La présente session ordinaire, la toute dernière au titre de la neuvième législature de notre Parlement est considérée à juste titre comme une législature de transition en raison de sa courte durée et du pont qu’elle constitue vers une législature plus longue et en harmonie avec la durée des mandatures des autres institutions de la République.

Certes, elle sera prioritairement consacrée à l’examen et au vote du projet de loi de finances au titre de la gestion 2026 que le gouvernement nous a transmis dans les délais prescrits ; mais elle nous permettra aussi, dans la mesure du possible, de poursuivre et de parfaire l’exaltante œuvre de réformes politiques et de modernisation du fonctionnement de nos différentes institutions à laquelle nous sommes attelés depuis bientôt trois ans.

Mesdames et Messieurs les Députés, chers collègues,

A l’ordre du jour de la présente session dite budgétaire et qui s’ouvre dans un contexte de fébrilité au sein de tous les états-majors des partis politiques activement engagés dans les préparatifs des échéances capitales de l’année électorale 2026.

Je n’ignore pas les préoccupations suscitées par les récents développements liés à la participation de certaines formations politiques au scrutin présidentiel à venir. Sans juger ni commenter, il nous revient, à nous représentants du peuple, de garder la tête froide, la parole juste et le cœur grandement ouvert. Car la démocratie n’est pas seulement une compétition pour le pouvoir, elle est aussi et surtout un espace de dialogue, de respect mutuel, de tolérance et de foi en la République.

Je ne veux ni pleurer sur le lait renversé, ni me réjouir du sort des uns ou des autres. Le contexte exige plutôt de chacun de nous un sursaut de responsabilité et de patriotisme. Nous devons, ensemble, préserver ce bien commun qu’est la paix, garantir la stabilité de nos institutions et faire en sorte que la confiance du peuple en la démocratie béninoise ne soit jamais ébranlée.

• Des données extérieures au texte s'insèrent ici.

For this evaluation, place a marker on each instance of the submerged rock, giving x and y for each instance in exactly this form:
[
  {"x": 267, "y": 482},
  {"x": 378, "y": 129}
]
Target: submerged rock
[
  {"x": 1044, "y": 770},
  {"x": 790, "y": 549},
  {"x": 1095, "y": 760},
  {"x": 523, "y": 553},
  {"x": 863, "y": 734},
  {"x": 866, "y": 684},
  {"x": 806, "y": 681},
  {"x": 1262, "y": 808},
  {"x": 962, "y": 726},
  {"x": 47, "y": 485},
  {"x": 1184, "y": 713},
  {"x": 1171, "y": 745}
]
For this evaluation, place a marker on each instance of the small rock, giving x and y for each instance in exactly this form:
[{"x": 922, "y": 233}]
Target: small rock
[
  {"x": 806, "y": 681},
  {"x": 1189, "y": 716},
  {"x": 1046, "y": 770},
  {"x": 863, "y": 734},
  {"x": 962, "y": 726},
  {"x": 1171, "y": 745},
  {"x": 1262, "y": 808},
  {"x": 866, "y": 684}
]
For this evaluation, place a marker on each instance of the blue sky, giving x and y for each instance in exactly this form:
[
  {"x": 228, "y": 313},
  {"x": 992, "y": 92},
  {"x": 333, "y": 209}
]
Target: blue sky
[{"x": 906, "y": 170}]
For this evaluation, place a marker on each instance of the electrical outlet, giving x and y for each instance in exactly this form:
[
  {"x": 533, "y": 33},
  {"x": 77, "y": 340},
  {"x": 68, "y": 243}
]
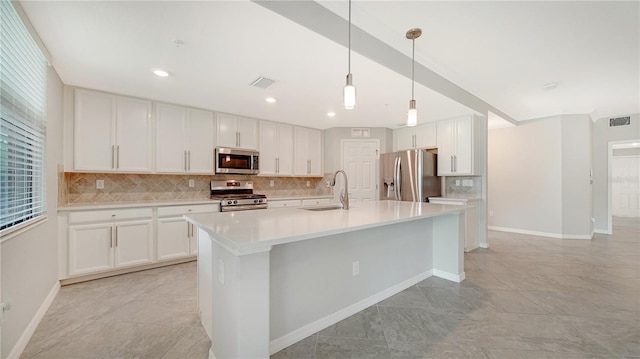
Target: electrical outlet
[{"x": 221, "y": 271}]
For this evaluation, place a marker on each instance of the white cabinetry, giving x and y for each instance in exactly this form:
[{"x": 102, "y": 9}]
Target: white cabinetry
[
  {"x": 111, "y": 133},
  {"x": 184, "y": 140},
  {"x": 471, "y": 228},
  {"x": 276, "y": 148},
  {"x": 307, "y": 152},
  {"x": 456, "y": 146},
  {"x": 237, "y": 132},
  {"x": 176, "y": 237},
  {"x": 103, "y": 240},
  {"x": 423, "y": 136}
]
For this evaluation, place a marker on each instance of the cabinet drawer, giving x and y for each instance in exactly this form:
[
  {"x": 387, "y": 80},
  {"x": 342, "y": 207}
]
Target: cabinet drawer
[
  {"x": 109, "y": 215},
  {"x": 280, "y": 204},
  {"x": 314, "y": 202},
  {"x": 171, "y": 211}
]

C’est dans cet esprit que je voudrais saluer la hauteur d’esprit et la dignité républicaine de Me Renaud AGBODJO, dont la récente déclaration à la suite de la décision de la Cour constitutionnelle honore le débat public béninois. En dépit de la déception légitime qui aurait pu nourrir la rancune ou la révolte, il a choisi la voie du pardon, de la tempérance et de la paix. Son appel vibrant à rejeter toute forme de violence et à préserver la concorde nationale doit être entendu et relayé par chacun de nous, acteurs politiques, institutionnels et citoyens.

Au-delà de son retrait momentané de la scène politique, son attitude nous enseigne que l’amour du Bénin doit toujours transcender les ambitions et les contingences partisanes. Ce geste de sagesse et de retenue participe pleinement à la consolidation de notre démocratie et rappelle à tous que la paix n’est pas une option, mais une responsabilité partagée.

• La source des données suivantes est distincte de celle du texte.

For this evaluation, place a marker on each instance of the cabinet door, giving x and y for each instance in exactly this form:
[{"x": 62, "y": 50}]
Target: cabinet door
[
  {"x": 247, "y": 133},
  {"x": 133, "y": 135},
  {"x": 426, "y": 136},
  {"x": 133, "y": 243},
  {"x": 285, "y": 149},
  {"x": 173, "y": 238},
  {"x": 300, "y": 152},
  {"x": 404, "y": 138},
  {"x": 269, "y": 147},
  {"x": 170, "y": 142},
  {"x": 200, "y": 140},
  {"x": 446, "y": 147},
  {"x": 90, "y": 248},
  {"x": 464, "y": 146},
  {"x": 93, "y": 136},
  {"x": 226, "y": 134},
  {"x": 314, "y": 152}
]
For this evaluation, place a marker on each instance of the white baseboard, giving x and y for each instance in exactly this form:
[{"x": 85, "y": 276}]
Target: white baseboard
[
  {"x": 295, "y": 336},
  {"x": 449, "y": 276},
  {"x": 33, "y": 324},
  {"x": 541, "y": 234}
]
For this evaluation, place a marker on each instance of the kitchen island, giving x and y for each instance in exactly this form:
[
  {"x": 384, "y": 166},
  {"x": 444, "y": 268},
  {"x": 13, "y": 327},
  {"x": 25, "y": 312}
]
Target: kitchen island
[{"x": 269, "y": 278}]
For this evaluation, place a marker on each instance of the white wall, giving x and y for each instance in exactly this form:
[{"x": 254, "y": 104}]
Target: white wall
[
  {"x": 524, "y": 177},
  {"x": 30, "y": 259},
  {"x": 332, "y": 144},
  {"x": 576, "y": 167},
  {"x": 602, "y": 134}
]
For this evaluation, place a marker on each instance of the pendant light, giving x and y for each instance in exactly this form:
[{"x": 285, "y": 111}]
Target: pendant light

L’histoire nous regarde, et les générations futures jugeront notre capacité à transcender les divergences pour bâtir un Bénin toujours plus juste, plus uni et plus émergent. Et comme le disait si bien le Pape François, de lumineuse mémoire : « Ce n’est pas la culture de l’affrontement, la culture du conflit, qui construit la vie collective dans un peuple et entre les peuples, mais celle-ci : la culture de la rencontre, la culture du dialogue : c’est l’unique voie pour la paix ». (Angélus du 1er septembre 2013)C’est sur cette note d’optimisme qu’en remerciant, une fois encore, les uns et les autres pour leur présence très appréciée à cette cérémonie solennelle qui consacre la rentrée parlementaire, je déclare ouverte ce jour, 31 octobre 2025, la deuxième session ordinaire de notre Parlement au titre de l’année en cours.

Vive les relations inter parlementaires

Vive le Sénégal

Vive le Bénin,

Plein succès à nos travaux,

Je vous remercie pour votre aimable attention.